Dr. Jan Lyall, the new Director of the Preservation Services Branch (National Library of Australia, Canberra, ACT, 2600, Australia) sent printouts of terms, objectives and data elements in the "Conservation Treatments Information System" to the Newsletter office last September. It covers much more than treatments, and is designed for use in museums, archives, libraries, historical collections, and any type of collection. It can store and retrieve (or will, when it is finished) all kinds of information related to exhibits, loans, temporary locations, periodic inspections, job deadlines, work in progress, work completed, and production/treatment time. It can describe each object by dozens of attributes; it contains a thesaurus; and it can record treatment steps and solubility test results, and on and on.

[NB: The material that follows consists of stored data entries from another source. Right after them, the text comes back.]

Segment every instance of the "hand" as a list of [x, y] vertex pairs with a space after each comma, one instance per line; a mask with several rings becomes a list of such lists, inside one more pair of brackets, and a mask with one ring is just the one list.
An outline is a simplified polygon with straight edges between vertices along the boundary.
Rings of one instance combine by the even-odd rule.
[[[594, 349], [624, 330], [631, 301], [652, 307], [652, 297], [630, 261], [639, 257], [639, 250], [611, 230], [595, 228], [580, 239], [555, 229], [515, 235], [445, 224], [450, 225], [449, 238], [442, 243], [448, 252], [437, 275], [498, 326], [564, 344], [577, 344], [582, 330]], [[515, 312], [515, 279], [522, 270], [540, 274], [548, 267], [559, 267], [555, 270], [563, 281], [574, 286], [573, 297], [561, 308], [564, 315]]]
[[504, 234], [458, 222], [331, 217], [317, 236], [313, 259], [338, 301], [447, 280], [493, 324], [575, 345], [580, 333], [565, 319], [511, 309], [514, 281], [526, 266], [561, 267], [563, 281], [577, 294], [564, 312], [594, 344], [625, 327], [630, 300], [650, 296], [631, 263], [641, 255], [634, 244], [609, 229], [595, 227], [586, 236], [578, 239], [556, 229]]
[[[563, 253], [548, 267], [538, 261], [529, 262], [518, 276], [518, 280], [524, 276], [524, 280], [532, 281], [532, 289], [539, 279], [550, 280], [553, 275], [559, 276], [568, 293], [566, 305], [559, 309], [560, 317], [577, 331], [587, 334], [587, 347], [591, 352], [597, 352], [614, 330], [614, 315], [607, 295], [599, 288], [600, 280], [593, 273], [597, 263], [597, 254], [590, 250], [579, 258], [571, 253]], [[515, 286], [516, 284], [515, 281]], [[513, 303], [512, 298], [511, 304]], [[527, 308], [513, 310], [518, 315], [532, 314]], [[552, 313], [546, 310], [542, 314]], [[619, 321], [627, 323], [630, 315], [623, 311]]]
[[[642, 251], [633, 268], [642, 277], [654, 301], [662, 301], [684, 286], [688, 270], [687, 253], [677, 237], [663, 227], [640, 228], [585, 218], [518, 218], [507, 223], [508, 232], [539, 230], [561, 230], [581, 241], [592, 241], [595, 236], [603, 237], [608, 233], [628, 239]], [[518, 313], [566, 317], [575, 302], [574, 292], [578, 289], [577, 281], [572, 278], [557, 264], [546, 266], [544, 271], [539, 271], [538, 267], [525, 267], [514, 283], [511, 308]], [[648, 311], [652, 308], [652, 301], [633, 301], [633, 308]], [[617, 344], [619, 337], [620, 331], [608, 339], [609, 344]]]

As broadly useful as this program is, it will answer only a few of the preservation needs of libraries outside of the conservation lab or rare book room. However, the fact that it is intended to be a national information system means that even smaller libraries holding items of intrinsic value will be able to benefit from it, the same way American research libraries benefit from RLIN, without having to do the programming themselves. In this way, it facilitates cooperative effort among institutions in preserving the nation's most valuable books and documents and artifacts--its cultural heritage. Perhaps this is the sort of data bank Chris Clarkson had in mind as a remedy when he complained that it was impossible to collect even the most rudimentary information concerning the significance (i.e., intrinsic value) of a particular volume, e.g.
How many like volumes remain intact?
What condition are they in?
Are they in public or private ownership?
(See his article, "The Conservation of Early Books in Codex Form: A Personal Approach," the Paper Conservator 3 (1978): 33-50.)